Monitoring Heparin Therapy in HemodialysisA Report on the Activated Whole Blood Coagulation Time Tests

Author Affiliations

From the Clinical Investigation Center and the Hematology Branch of the Internal Medicine Service, Naval Hospital, Oakland, Calif. LT Congdon is now stationed at Naval Hospital, Great Lakes, Ill.

JAMA. 1973;226(13):1529-1533. doi:10.1001/jama.1973.03230130017007

Three tests of anticoagulation—the activated partial thromboplastin time (aPTT) and the Celite and BaSon activated whole blood coagulation times—were evaluated to determine the value of each test as a reliable monitor of heparin sodium therapy in mongrel dogs, normal human controls, and patients with renal failure undergoing hemodialysis. Mean normal clotting times were as follows: aPTT, 29.42 seconds; Celite, 92.54 seconds; and BaSon, 80.40 seconds.

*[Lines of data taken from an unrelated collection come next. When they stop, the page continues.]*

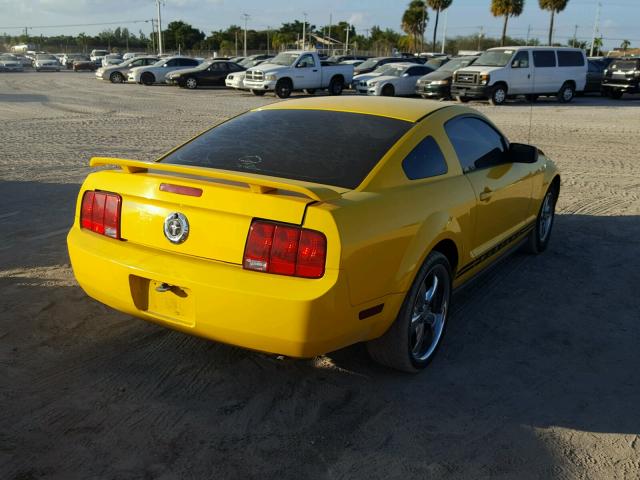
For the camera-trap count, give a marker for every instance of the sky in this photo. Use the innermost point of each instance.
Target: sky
(619, 19)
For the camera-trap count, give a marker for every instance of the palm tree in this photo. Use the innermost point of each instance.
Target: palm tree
(438, 6)
(506, 9)
(414, 21)
(624, 45)
(554, 6)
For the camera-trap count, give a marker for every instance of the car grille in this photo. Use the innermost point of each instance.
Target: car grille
(255, 75)
(466, 77)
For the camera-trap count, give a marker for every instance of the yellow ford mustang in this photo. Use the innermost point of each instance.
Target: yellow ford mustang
(309, 225)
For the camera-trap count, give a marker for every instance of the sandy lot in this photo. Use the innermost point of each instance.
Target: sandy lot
(538, 376)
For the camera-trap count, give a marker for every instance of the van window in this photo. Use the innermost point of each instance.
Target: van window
(570, 58)
(425, 160)
(544, 58)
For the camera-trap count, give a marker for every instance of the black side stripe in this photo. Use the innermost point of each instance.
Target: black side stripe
(495, 249)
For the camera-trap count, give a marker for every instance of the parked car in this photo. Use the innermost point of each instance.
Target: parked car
(352, 219)
(157, 72)
(622, 76)
(398, 80)
(236, 80)
(438, 84)
(46, 62)
(206, 75)
(118, 73)
(113, 59)
(505, 72)
(10, 63)
(67, 59)
(83, 62)
(96, 56)
(372, 63)
(297, 70)
(595, 73)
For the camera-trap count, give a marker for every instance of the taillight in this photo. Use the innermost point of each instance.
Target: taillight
(285, 250)
(100, 213)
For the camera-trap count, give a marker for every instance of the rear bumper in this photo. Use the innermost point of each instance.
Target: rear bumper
(470, 91)
(222, 302)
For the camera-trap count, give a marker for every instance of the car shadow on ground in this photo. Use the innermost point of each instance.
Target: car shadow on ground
(537, 344)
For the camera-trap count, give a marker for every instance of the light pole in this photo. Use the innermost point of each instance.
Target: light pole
(304, 31)
(246, 17)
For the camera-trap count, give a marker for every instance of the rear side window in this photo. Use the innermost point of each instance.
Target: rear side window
(425, 160)
(570, 58)
(331, 148)
(544, 58)
(477, 144)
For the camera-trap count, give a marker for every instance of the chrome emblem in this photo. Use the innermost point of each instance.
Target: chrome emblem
(176, 228)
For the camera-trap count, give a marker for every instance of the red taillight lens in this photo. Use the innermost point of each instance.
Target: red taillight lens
(285, 250)
(100, 213)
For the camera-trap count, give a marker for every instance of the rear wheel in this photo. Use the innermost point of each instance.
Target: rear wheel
(388, 91)
(566, 93)
(617, 94)
(147, 78)
(191, 83)
(539, 237)
(116, 77)
(498, 95)
(283, 88)
(414, 338)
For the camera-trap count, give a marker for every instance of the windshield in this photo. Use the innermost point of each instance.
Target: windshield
(494, 58)
(455, 64)
(285, 59)
(341, 156)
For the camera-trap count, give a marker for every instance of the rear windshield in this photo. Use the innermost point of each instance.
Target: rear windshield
(331, 148)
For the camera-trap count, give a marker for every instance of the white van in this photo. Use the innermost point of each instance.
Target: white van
(500, 73)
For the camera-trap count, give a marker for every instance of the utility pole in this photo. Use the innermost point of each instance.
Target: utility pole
(159, 29)
(246, 17)
(304, 31)
(595, 28)
(346, 44)
(444, 31)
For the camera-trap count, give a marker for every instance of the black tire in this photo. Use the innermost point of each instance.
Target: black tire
(388, 91)
(116, 77)
(566, 93)
(336, 85)
(538, 239)
(283, 88)
(394, 347)
(616, 94)
(498, 95)
(147, 78)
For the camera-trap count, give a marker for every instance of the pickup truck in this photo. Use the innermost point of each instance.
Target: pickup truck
(297, 70)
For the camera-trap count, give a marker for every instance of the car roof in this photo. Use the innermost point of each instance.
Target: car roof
(406, 109)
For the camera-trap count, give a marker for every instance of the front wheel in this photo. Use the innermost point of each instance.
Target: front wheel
(283, 88)
(566, 93)
(538, 239)
(413, 339)
(498, 95)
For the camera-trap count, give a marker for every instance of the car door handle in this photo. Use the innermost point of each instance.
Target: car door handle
(485, 195)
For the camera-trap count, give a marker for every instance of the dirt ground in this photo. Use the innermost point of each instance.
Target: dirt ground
(537, 378)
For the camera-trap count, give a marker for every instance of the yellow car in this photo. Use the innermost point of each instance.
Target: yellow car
(305, 226)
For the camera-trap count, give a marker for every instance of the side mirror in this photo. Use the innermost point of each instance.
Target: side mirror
(522, 153)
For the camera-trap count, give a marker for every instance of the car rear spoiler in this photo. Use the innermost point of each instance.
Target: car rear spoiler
(257, 183)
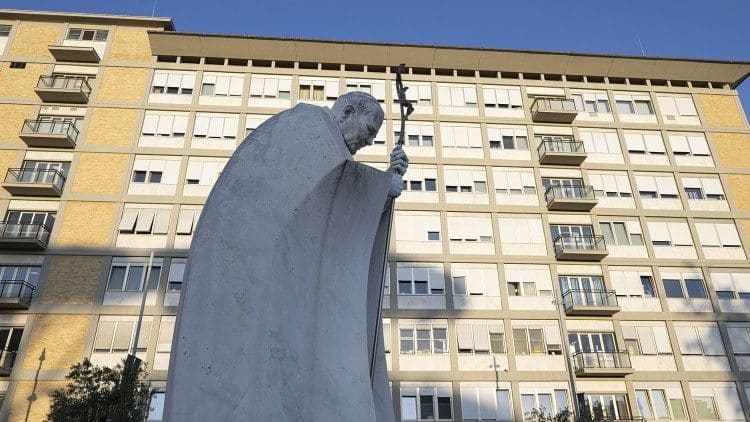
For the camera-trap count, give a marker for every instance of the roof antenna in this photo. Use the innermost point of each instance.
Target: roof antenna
(643, 52)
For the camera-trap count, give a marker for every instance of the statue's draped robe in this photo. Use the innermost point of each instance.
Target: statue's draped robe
(279, 310)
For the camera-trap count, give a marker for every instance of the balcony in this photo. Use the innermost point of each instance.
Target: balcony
(561, 152)
(602, 364)
(553, 110)
(590, 302)
(570, 198)
(49, 133)
(26, 236)
(15, 294)
(33, 182)
(7, 358)
(67, 53)
(569, 247)
(63, 89)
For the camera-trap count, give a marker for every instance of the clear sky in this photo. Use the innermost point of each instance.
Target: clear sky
(715, 29)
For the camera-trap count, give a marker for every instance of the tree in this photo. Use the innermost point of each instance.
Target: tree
(102, 394)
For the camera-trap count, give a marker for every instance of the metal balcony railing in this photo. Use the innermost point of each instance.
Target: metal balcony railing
(64, 82)
(601, 360)
(36, 176)
(579, 242)
(568, 192)
(17, 289)
(50, 127)
(580, 297)
(29, 231)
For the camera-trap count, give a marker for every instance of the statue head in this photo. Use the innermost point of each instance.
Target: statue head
(359, 117)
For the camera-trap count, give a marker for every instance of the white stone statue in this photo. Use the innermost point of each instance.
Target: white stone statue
(279, 311)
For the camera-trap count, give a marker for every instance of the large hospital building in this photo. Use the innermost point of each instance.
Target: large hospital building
(573, 231)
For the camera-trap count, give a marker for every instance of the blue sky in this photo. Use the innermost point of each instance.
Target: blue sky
(717, 29)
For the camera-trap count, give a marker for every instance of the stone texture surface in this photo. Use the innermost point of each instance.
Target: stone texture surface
(122, 84)
(87, 224)
(112, 127)
(733, 149)
(130, 44)
(720, 110)
(24, 410)
(61, 337)
(32, 39)
(72, 279)
(100, 173)
(273, 321)
(20, 83)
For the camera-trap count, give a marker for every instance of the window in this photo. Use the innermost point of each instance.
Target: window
(646, 338)
(502, 97)
(318, 89)
(129, 274)
(180, 83)
(116, 334)
(144, 220)
(457, 95)
(80, 34)
(508, 138)
(426, 403)
(593, 102)
(514, 181)
(480, 337)
(222, 85)
(270, 87)
(611, 184)
(656, 185)
(215, 126)
(485, 403)
(423, 339)
(719, 235)
(693, 144)
(420, 279)
(528, 280)
(699, 339)
(649, 143)
(633, 104)
(156, 123)
(469, 229)
(465, 179)
(669, 233)
(460, 136)
(621, 233)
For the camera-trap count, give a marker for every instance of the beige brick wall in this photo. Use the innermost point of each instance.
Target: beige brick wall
(12, 119)
(86, 225)
(20, 83)
(122, 84)
(112, 126)
(732, 149)
(738, 185)
(61, 337)
(720, 110)
(130, 44)
(32, 39)
(72, 279)
(99, 173)
(20, 411)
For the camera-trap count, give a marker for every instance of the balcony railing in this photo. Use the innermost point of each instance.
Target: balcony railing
(62, 88)
(18, 234)
(36, 177)
(45, 132)
(601, 360)
(16, 293)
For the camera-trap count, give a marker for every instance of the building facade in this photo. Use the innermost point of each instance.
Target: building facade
(572, 233)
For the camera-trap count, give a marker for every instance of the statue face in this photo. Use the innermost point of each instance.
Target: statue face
(359, 129)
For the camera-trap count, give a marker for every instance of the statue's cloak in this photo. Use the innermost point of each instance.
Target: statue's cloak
(279, 310)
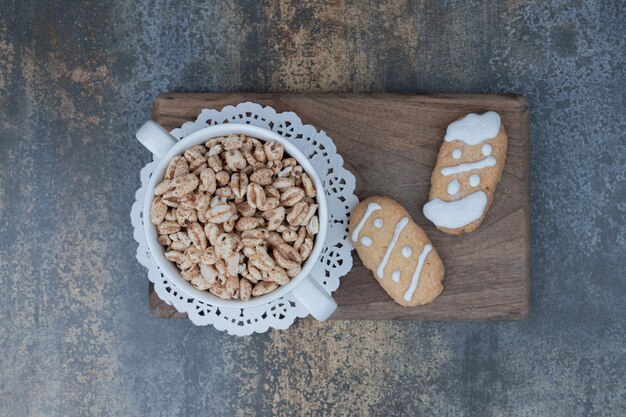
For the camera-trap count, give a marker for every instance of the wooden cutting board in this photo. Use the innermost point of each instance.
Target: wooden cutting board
(390, 143)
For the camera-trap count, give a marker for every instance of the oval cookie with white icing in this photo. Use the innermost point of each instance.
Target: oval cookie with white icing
(397, 251)
(469, 167)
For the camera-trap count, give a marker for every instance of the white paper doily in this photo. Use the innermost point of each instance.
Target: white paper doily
(335, 260)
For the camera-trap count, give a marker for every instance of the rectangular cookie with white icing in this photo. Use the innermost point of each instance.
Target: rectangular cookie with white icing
(397, 251)
(469, 166)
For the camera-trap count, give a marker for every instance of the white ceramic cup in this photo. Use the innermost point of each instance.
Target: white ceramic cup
(303, 286)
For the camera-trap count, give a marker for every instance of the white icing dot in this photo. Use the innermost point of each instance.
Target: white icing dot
(453, 187)
(458, 213)
(474, 180)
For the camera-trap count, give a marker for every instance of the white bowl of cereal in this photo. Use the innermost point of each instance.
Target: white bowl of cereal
(235, 216)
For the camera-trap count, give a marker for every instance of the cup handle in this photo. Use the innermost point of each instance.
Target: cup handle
(154, 137)
(315, 298)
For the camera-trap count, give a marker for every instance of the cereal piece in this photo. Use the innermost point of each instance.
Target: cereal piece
(247, 223)
(246, 209)
(225, 245)
(306, 248)
(194, 254)
(269, 204)
(252, 238)
(239, 184)
(200, 283)
(232, 142)
(197, 236)
(186, 216)
(294, 271)
(184, 185)
(220, 213)
(399, 253)
(255, 195)
(232, 286)
(164, 240)
(307, 185)
(469, 166)
(190, 274)
(245, 289)
(286, 256)
(262, 176)
(235, 160)
(212, 232)
(278, 275)
(167, 227)
(273, 150)
(274, 217)
(195, 152)
(158, 210)
(261, 260)
(163, 187)
(313, 227)
(219, 290)
(291, 196)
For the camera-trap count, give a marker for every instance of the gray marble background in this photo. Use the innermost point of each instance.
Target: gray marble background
(78, 78)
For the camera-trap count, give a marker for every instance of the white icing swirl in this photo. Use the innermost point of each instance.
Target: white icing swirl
(483, 163)
(371, 207)
(418, 271)
(458, 213)
(474, 129)
(396, 234)
(453, 187)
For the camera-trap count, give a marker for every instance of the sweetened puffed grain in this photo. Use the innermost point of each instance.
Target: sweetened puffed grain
(237, 216)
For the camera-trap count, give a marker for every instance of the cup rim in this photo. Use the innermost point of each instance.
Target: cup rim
(200, 136)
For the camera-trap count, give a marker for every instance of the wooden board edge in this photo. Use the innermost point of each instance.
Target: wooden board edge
(162, 310)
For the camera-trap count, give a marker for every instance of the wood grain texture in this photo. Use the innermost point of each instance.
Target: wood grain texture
(390, 143)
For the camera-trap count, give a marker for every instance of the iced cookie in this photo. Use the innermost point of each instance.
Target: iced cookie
(397, 251)
(469, 167)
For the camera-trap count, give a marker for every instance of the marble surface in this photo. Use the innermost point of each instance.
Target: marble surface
(76, 336)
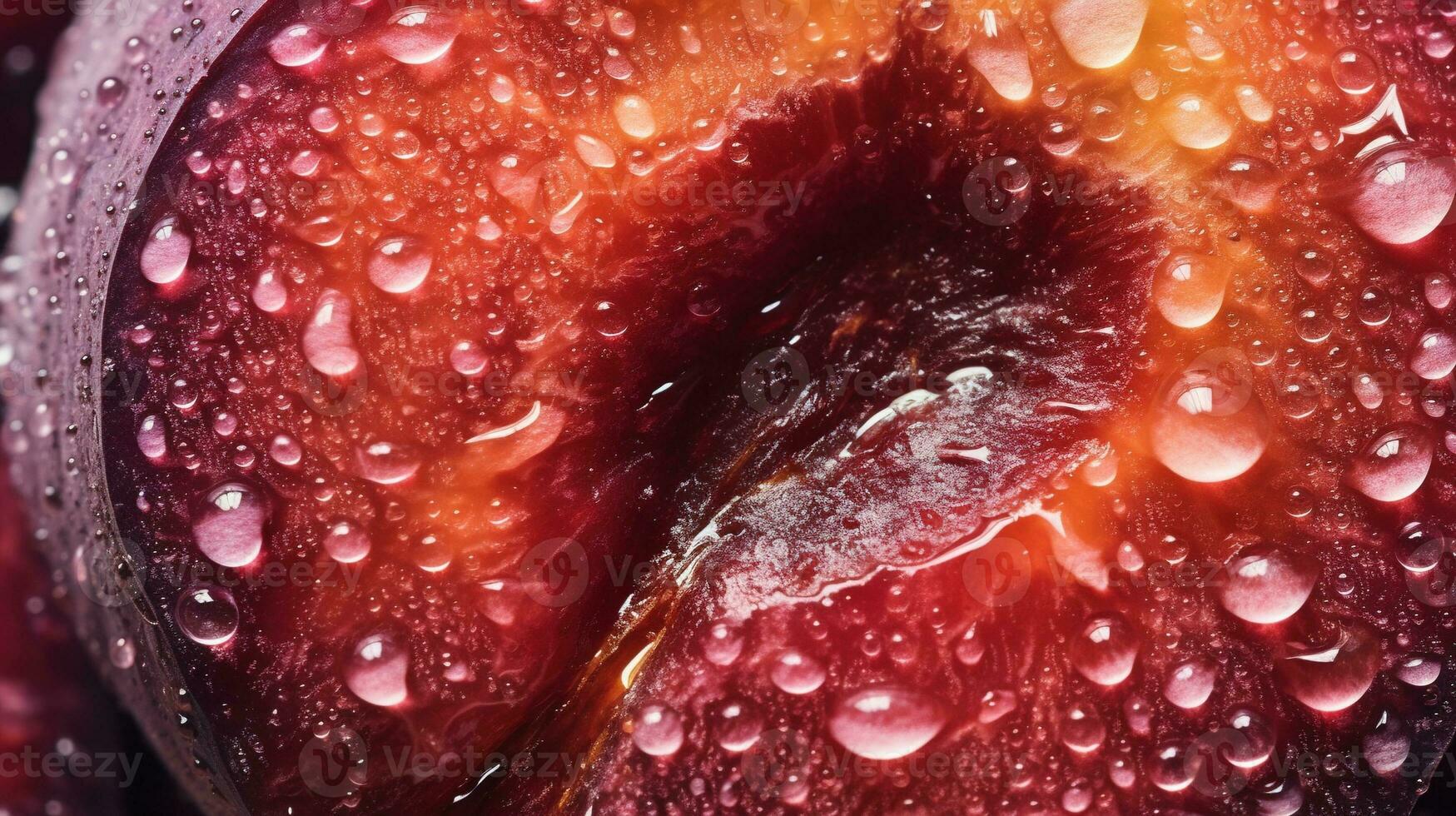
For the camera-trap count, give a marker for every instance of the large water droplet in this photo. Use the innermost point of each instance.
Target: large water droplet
(1190, 682)
(1098, 34)
(297, 46)
(386, 464)
(797, 672)
(737, 726)
(1434, 355)
(1403, 192)
(229, 524)
(1331, 676)
(1082, 729)
(1250, 182)
(1207, 425)
(1267, 585)
(1386, 744)
(999, 52)
(1189, 289)
(207, 615)
(420, 34)
(1195, 122)
(657, 730)
(166, 251)
(400, 264)
(1354, 72)
(1106, 650)
(377, 670)
(635, 117)
(1394, 465)
(886, 722)
(328, 340)
(723, 643)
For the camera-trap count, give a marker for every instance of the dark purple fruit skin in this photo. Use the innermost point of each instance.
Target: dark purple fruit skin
(63, 250)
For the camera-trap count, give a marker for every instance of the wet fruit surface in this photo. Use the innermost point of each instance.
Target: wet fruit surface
(62, 752)
(738, 408)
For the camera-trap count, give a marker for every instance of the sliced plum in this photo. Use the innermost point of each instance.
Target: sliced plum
(756, 407)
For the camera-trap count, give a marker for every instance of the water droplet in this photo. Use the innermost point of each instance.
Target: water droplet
(152, 436)
(1106, 650)
(1403, 192)
(1434, 355)
(110, 92)
(1195, 122)
(377, 670)
(594, 152)
(229, 524)
(1209, 425)
(1439, 291)
(1251, 184)
(297, 46)
(386, 464)
(418, 35)
(1331, 675)
(723, 643)
(1098, 34)
(1394, 465)
(657, 730)
(400, 264)
(737, 726)
(207, 615)
(1354, 72)
(1189, 289)
(635, 117)
(1280, 796)
(996, 704)
(997, 52)
(166, 252)
(328, 340)
(470, 359)
(1267, 585)
(1061, 137)
(1190, 682)
(1171, 767)
(347, 542)
(795, 672)
(1419, 669)
(886, 722)
(1082, 729)
(1386, 744)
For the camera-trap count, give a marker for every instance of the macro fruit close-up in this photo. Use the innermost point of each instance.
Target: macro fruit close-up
(917, 407)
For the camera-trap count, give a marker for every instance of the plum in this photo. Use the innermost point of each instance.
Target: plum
(748, 407)
(62, 749)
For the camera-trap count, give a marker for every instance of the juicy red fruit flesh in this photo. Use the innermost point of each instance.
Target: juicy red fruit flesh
(1100, 490)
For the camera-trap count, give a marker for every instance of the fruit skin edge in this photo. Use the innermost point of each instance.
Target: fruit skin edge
(77, 510)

The Celite and BaSon test values increased essentially as a linear function of rising heparin concentration, while the aPPT values rapidly became inaccurate. Therapeutic ranges in each test reflecting adequate heparinization were as follows: aPPT, 60 to 100 seconds; Celite, 140 to 200 seconds, and BaSon, 160 to 300 seconds.

The Celite and BaSon tests are rapid, accurate, simple monitors of heparin-induced anticoagulation levels, and they are particularly useful to control anticoagulation in patients undergoing hemodialysis.